ブランド:企業や商品、サービスなどに対するイメージや印象、独自の価値
ブランディング:ブランドを構築するための施策全般、つまりブランドを作っていくための活動
ブランディングの目的は、消費者がブランドを認知してブランドのファンになってもらうことでお互いにとってのベネフィットを満たすことが最終的なゴールになります。企業目線でいうと、消費者が商品を購入したりサービスを利用する時に、特定のブランドが思い浮かぶ、自然と選択肢にあがるようにするための仕組み作りとも言い換えられることができます。

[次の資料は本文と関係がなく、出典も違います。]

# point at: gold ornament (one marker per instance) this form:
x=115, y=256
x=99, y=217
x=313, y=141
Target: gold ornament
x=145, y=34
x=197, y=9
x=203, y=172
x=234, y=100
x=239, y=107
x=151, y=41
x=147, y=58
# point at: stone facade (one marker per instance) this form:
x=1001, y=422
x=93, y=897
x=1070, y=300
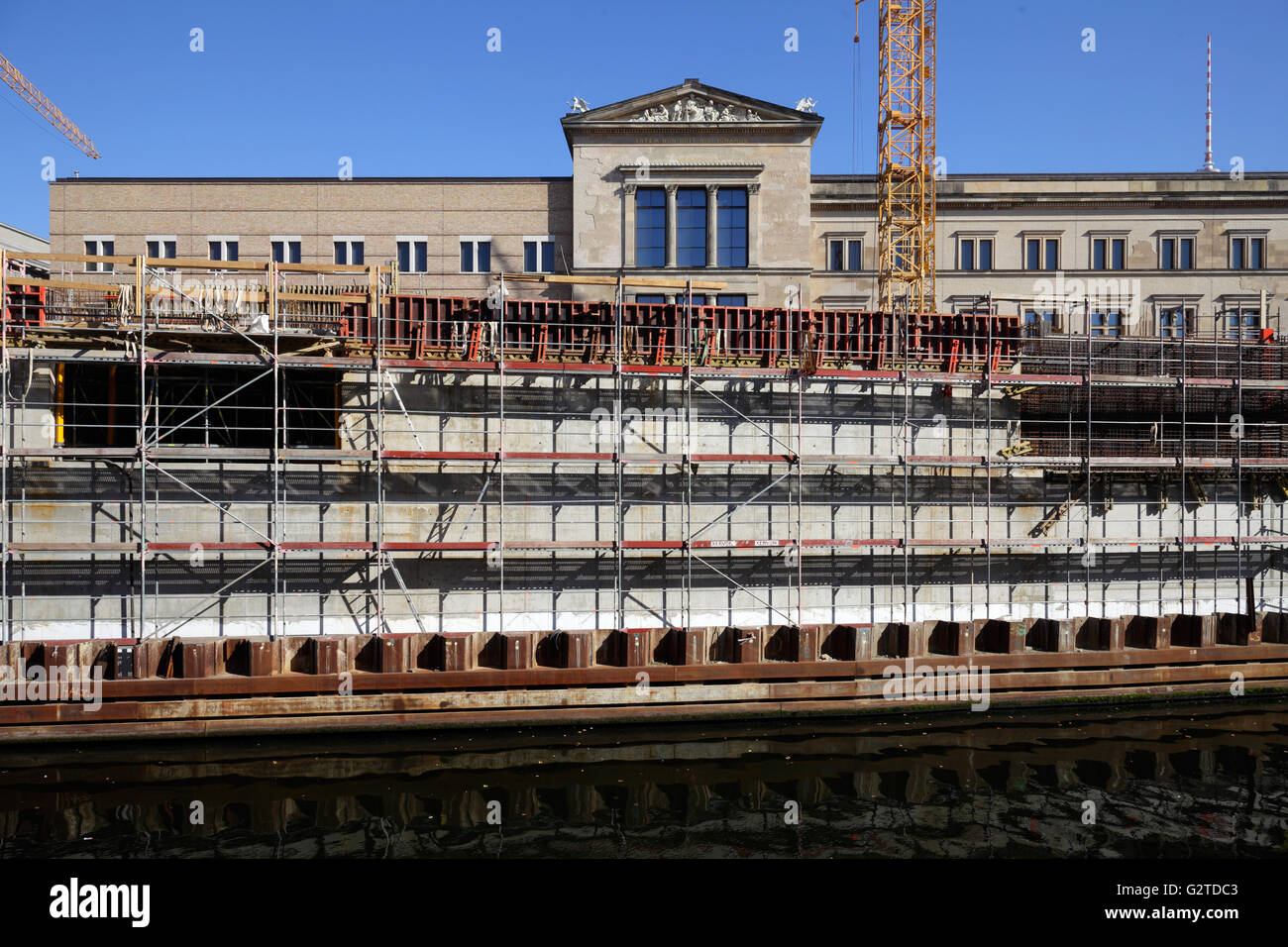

皆さんは「アパレルブランド」「飲料水ブランド」などブランド名をいくつあげることができるでしょうか?
多くの人が思い浮かべることができる企業や商品、サービスはブランド力があると言えます。これらのブランドは一定期間以上積み上げ、試行錯誤して重ねられてきたブランディングによって確立されています。
なぜブランディングが重要か
ブランドと聞くと高級ファッションブランドや高級車などをイメージする方も多いかもしれませんが、ブランドは企業や商品、サービスに対する信頼や独自の価値を抱くものであり、大手企業に限らずブランディングは多くの企業にとって必要な活動になります。
昨今モノ消費からコト消費が重視されている風潮や、世の中にモノやサービスが溢れているなかで、顧客から見て共感できる価値があるかどうかが購買の大きな動機づけともなってきています。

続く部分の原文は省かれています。